Using our radii for the DNA atoms, we were also able to re-compute the volume ratios for the protein portion of the interfaces [V/V0]PROT. This yielded a mean volume ratio of 1.02 and a range of 0.97–1.08, for individual values (Table 5 and Fig. 2B), in good agreement with the results obtained previously (22). We found only a moderate correlation between the V/V0 values of the protein and DNA interface atoms, with a linear correlation coefficient of 0.6. For example, four of the complexes with [V/V0]DNA < 1.0 (1bpy, 1fjl, 1ign and 1lat) also have [V/V0]DNA values ≤1.0. Similarly, the five complexes with the highest values of [V/V0]DNA (1a3q, 1ais, 1cdw, 1nfk and 1rvc), also have relatively large [V/V0]PROT values.

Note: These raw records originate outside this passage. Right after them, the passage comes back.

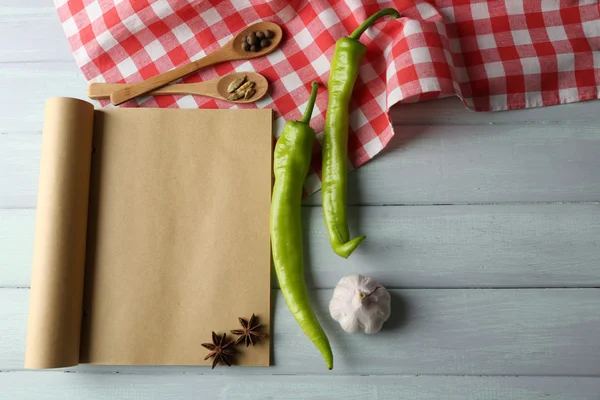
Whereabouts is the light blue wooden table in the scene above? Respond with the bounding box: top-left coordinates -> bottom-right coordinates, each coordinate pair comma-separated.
0,0 -> 600,400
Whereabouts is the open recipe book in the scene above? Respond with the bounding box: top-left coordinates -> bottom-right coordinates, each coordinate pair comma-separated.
25,98 -> 273,368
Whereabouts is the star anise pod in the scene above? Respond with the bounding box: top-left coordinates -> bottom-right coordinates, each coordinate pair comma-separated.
231,314 -> 267,347
202,332 -> 235,369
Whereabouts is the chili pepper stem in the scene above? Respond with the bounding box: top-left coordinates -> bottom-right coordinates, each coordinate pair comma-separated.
348,8 -> 400,40
298,81 -> 319,125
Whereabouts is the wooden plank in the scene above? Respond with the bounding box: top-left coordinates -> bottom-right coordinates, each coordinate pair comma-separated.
0,369 -> 600,400
0,204 -> 600,288
0,289 -> 600,376
389,97 -> 600,125
306,123 -> 600,205
0,0 -> 73,62
0,61 -> 88,134
0,123 -> 600,208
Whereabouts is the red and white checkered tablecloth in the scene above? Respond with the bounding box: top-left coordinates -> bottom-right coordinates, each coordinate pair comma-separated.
55,0 -> 600,193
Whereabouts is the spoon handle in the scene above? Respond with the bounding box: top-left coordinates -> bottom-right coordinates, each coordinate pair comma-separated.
88,80 -> 216,100
110,49 -> 225,105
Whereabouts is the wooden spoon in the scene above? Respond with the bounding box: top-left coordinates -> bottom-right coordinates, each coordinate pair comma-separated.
88,72 -> 269,104
110,22 -> 283,105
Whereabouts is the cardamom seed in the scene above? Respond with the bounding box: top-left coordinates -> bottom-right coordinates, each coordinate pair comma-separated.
227,75 -> 246,93
227,91 -> 244,101
244,89 -> 256,100
237,81 -> 254,92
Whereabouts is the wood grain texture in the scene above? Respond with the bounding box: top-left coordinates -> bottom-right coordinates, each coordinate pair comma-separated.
0,372 -> 600,400
389,97 -> 600,125
0,289 -> 600,376
0,0 -> 600,394
0,123 -> 600,208
0,204 -> 600,288
0,0 -> 74,62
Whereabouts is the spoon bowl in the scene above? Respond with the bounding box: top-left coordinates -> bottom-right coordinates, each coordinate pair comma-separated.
217,72 -> 269,104
110,21 -> 283,105
227,21 -> 283,60
88,72 -> 269,104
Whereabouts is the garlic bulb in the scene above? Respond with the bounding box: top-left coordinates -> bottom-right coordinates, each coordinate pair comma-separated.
329,275 -> 391,333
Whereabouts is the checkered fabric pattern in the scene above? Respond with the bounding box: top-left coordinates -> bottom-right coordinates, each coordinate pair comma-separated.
55,0 -> 600,194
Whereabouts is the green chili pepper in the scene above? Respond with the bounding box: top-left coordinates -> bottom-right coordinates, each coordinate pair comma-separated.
270,82 -> 333,369
321,8 -> 400,258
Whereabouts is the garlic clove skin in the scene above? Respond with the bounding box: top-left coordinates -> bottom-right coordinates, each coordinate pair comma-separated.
329,275 -> 391,334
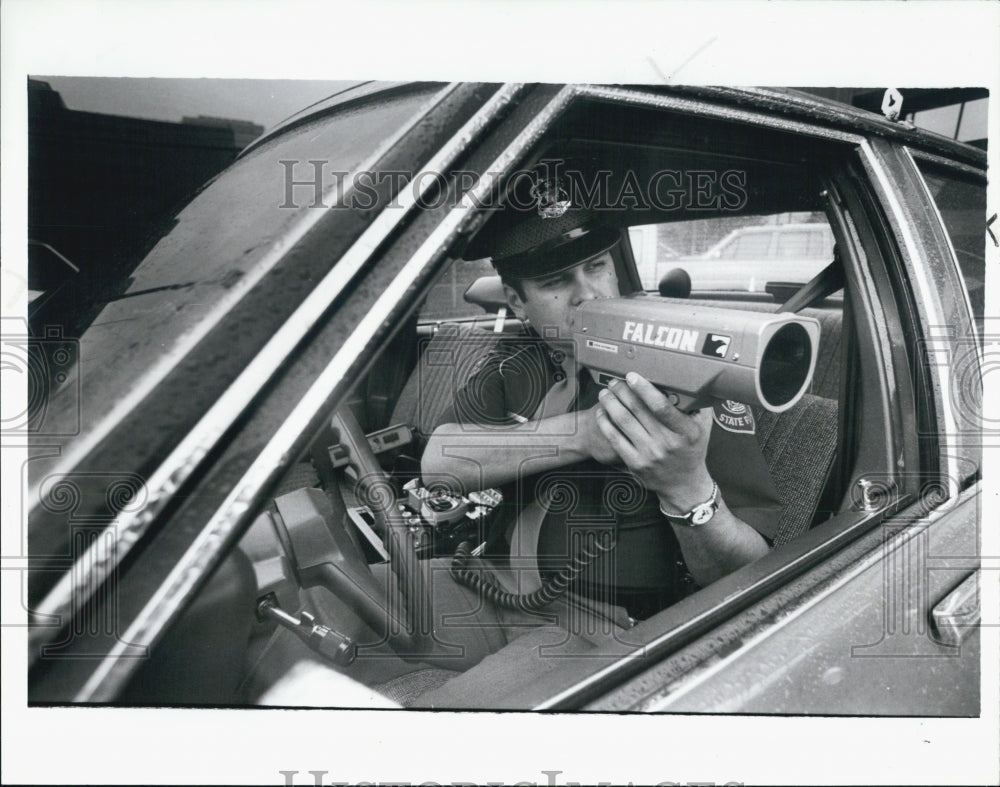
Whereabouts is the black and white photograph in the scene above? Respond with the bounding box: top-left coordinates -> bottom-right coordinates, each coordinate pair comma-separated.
0,2 -> 1000,785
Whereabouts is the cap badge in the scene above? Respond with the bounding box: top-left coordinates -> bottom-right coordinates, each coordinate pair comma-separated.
528,178 -> 572,219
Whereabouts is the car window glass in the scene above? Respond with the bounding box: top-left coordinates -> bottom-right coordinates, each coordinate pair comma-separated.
630,211 -> 833,292
917,160 -> 986,335
777,231 -> 809,257
732,232 -> 771,260
418,259 -> 496,323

These results taken together indicate that, on average, both DNA and protein atoms buried in protein–DNA interfaces are nearly as close-packed as their counterparts in B-DNA, and inside the protein core, respectively. They furthermore confirm previous findings (22), that water molecules play an important role in fostering the tight packing at these interfaces.

Volume of cavities in protein–DNA interfaces. The packing at the interfaces in the protein–DNA complexes is further evaluated by computing the volume of packing defects, or cavities, in these interfaces. A cavity is defined here as a region of space, which contains no atomic positions assigned by the crystallographer and is completely surrounded by protein or DNA atoms, whose volume is delimited by the so-called molecular surface (9,33).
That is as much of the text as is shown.